Integration testing remains a pain point. To test end-to-end, we need a real incident: monitor triggers alert, logs sent to aggregator, real runbook with good searches, agent finds logs. We’re still working on tooling to make this easier.

Current state and what we’re learning

Today, the agent proposes. It doesn’t mutate your systems, restart services, or run cleanup scripts—it shows you the command and explains why. The path to “execute with guardrails” is clear: explicit approval flows, preconditions that must pass before any action runs, and full audit trails that log what was attempted and by whom. We’re not crossing that line until those rails are in place and we’ve proven the agent’s judgment on a much larger set of incidents.

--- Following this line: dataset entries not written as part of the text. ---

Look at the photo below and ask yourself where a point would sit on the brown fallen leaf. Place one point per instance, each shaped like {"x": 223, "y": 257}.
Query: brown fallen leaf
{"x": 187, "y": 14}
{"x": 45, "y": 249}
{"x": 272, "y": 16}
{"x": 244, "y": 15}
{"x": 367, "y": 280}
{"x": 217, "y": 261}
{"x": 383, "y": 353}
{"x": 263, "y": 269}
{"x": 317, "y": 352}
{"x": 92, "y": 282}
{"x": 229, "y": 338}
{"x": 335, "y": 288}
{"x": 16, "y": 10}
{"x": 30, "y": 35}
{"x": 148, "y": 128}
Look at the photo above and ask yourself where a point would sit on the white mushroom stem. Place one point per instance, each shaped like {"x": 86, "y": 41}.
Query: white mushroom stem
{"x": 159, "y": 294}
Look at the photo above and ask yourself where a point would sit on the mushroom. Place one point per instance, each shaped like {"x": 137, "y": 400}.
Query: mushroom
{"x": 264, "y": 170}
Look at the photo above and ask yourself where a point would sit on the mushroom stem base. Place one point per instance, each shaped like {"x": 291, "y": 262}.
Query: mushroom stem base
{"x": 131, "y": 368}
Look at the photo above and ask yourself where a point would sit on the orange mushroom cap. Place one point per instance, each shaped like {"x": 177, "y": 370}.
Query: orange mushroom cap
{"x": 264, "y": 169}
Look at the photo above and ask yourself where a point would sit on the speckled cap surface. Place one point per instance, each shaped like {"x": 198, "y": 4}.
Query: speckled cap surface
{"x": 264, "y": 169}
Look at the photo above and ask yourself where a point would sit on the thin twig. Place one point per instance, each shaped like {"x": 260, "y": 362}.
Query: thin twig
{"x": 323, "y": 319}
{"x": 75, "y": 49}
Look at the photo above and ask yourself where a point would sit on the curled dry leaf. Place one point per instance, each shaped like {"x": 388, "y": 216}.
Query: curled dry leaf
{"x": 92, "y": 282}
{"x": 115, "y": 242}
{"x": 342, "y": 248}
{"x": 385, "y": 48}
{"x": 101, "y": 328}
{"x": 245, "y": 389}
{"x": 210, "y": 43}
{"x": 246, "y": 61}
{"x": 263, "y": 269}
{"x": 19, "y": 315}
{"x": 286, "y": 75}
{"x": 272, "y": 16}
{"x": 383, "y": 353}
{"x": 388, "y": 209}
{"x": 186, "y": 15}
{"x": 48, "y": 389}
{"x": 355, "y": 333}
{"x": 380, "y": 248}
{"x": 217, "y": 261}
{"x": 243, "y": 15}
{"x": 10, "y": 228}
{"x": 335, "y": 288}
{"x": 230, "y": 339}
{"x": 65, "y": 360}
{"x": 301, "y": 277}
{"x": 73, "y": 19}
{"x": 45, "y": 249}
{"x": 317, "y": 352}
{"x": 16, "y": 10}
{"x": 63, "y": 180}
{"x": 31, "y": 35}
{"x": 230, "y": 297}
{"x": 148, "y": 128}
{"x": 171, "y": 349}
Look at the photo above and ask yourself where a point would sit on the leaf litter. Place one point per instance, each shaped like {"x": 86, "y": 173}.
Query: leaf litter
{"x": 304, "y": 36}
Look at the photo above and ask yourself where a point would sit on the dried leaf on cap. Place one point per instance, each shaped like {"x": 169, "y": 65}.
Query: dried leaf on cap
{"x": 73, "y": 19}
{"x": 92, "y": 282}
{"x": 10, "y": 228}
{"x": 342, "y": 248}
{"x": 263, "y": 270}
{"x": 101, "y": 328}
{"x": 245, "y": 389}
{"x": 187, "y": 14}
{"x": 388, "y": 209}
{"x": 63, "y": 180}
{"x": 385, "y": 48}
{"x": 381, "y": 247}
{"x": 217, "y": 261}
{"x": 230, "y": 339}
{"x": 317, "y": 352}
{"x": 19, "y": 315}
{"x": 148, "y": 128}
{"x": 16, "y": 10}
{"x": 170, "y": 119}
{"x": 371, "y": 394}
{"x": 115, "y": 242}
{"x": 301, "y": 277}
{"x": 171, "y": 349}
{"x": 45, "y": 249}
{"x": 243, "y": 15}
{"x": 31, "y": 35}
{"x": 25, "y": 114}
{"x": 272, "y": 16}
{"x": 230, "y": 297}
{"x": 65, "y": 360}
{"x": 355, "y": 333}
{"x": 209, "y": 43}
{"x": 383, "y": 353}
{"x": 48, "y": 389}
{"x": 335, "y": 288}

The open problems are less about the agent’s reasoning and more about integration surface area. We support Datadog, CloudWatch, Grafana, Confluence, and GitHub today. Each new observability tool means another auth flow, another query syntax, another failure mode. We’re prioritizing based on where our users’ signal actually lives, but the long tail is long.

What we’re watching closely: how often the agent’s first proposal is the right one versus how often it takes multiple rounds of back-and-forth to get useful. Early signals suggest the incident context gets us most of the way there. When it doesn’t, it’s usually because the runbook is missing or the observability integration isn’t set up. That’s fixable. The harder question is whether memory actually compounds—whether the agent gets meaningfully better at handling incidents for a service after it’s seen ten, twenty, fifty of them. We think it does, but we need more time and more services to know for sure.